What is a mini-abdominoplasty?
removal of infra-umbilical skin without repositioning umbo
what is a conventional abdominoplasty?
- dissect out umbilicus
- removal of abdominal skin and sc tissue up to just above umbo with undermining to costal margins
- lower incision within pubic hairline 5-7cm above anterior vulval commissure
- bevel upper skin flap edge
- leave fascia over rectus sheath to avoid seroma (facia of Gallaudet)
- rectus sheath plicated if divarication,
- avoid strangulating umbo
- Partially anchor the umbilicus to the rectus sheath
- De-fat in the midline below the umbilicus
- Do not make over tight → liberal use of micropore tape
- Use fleur-de-lis technique for vertical skin excess.
What is a Marriage abdominoplasty?
Marriage of conventional and mini-abdominoplasty with liposuction.
leave >= 10 cm of skin between umbilicus and pubis for the umbilical position to be aesthetically correct.
Umbilical stalk may need to be transected.
Liposuction in inframammary, waist and flank areas.
Preserves blood supply to Huger Zone 1.
Liposuction in zone 3 may in theory interfere with perfusion to the upper skin flap from the intercostal segmental supply but if zone 2 is left relatively undisturbed (short scar → marriage abdominoplasty) then safe.
Most post pregnancy deformity → below arcuate line where there is deficiency in post rectus sheath.
avoids full abdominoplasty in pts who could benefit from lesser procedures (↓ scar, ↓ morbidity,↓ recovery time)
What is a fleur-de-lis abominoplasty?
conventional abdominoplasty with midline scar to remove vertical skin excess
What are the complications of abdominoplasty?
Early o Death → PE o Skin necrosis (esp smokers) o Wound dehiscence o Wound infection o Haematoma o Seroma o Umbilical necrosis
Late
o Scarring
o Altered sensation
o Revisional surgery to dog ears
Is pregnancy safe after abdominoplasty?

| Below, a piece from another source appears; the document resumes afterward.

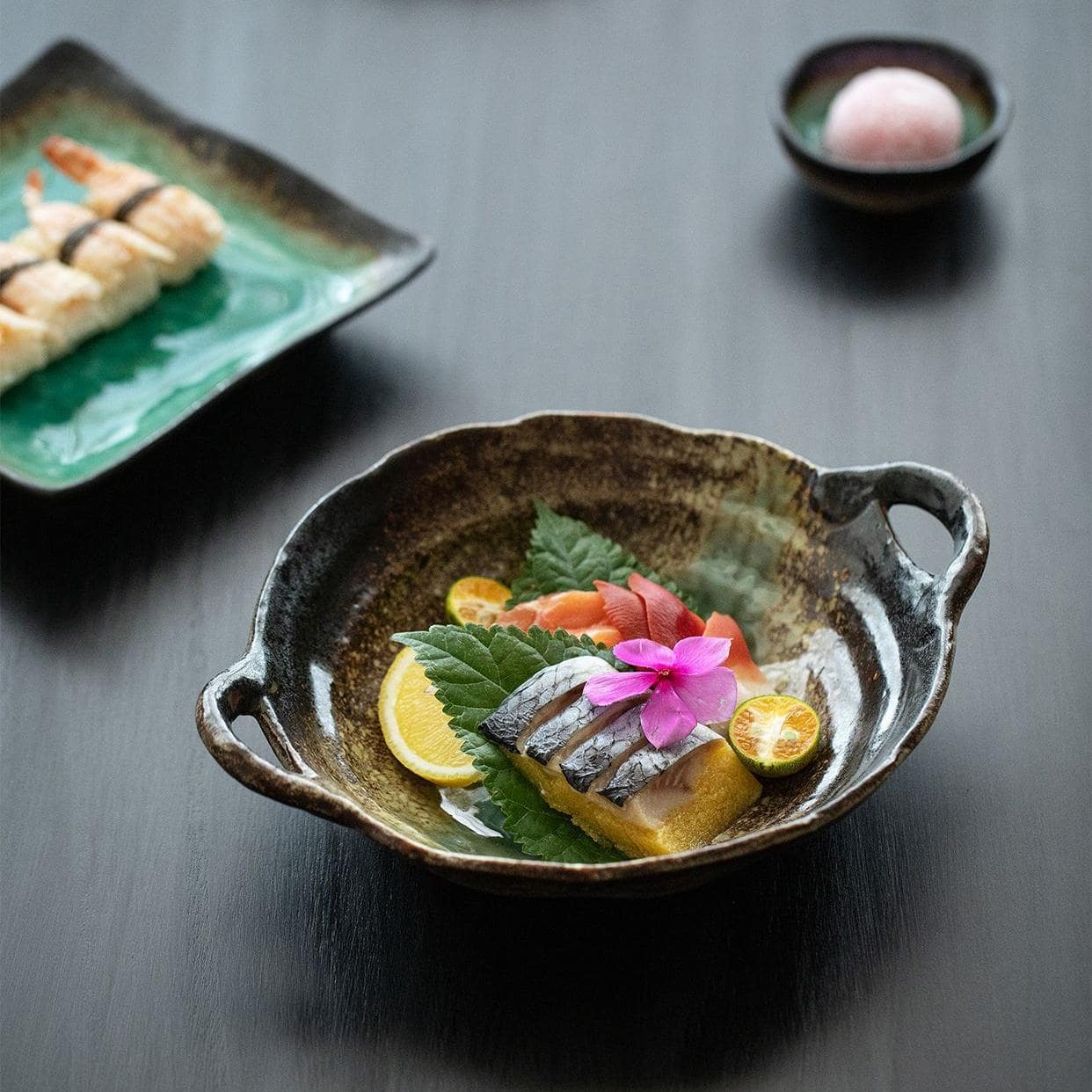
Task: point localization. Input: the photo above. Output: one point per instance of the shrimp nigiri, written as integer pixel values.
(120, 258)
(167, 213)
(67, 301)
(22, 346)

Are there any papers?
Menz 1996 - safe, but monitor closely if plication has been performed
Total body lift
see massive weight loss
Liposuction - how is sc fat distributed?
Superficial and deep compartments (superficial fascia).
- superficial compartment : densely packed fibrous stroma arranged vertically and horizontally, responsible for the appearance of cellulite.
- Deep compartment contains less compact fibrous stroma. No. of fat cells does not ↑ after puberty or liposuction. However the remaining cells can hypertrophy.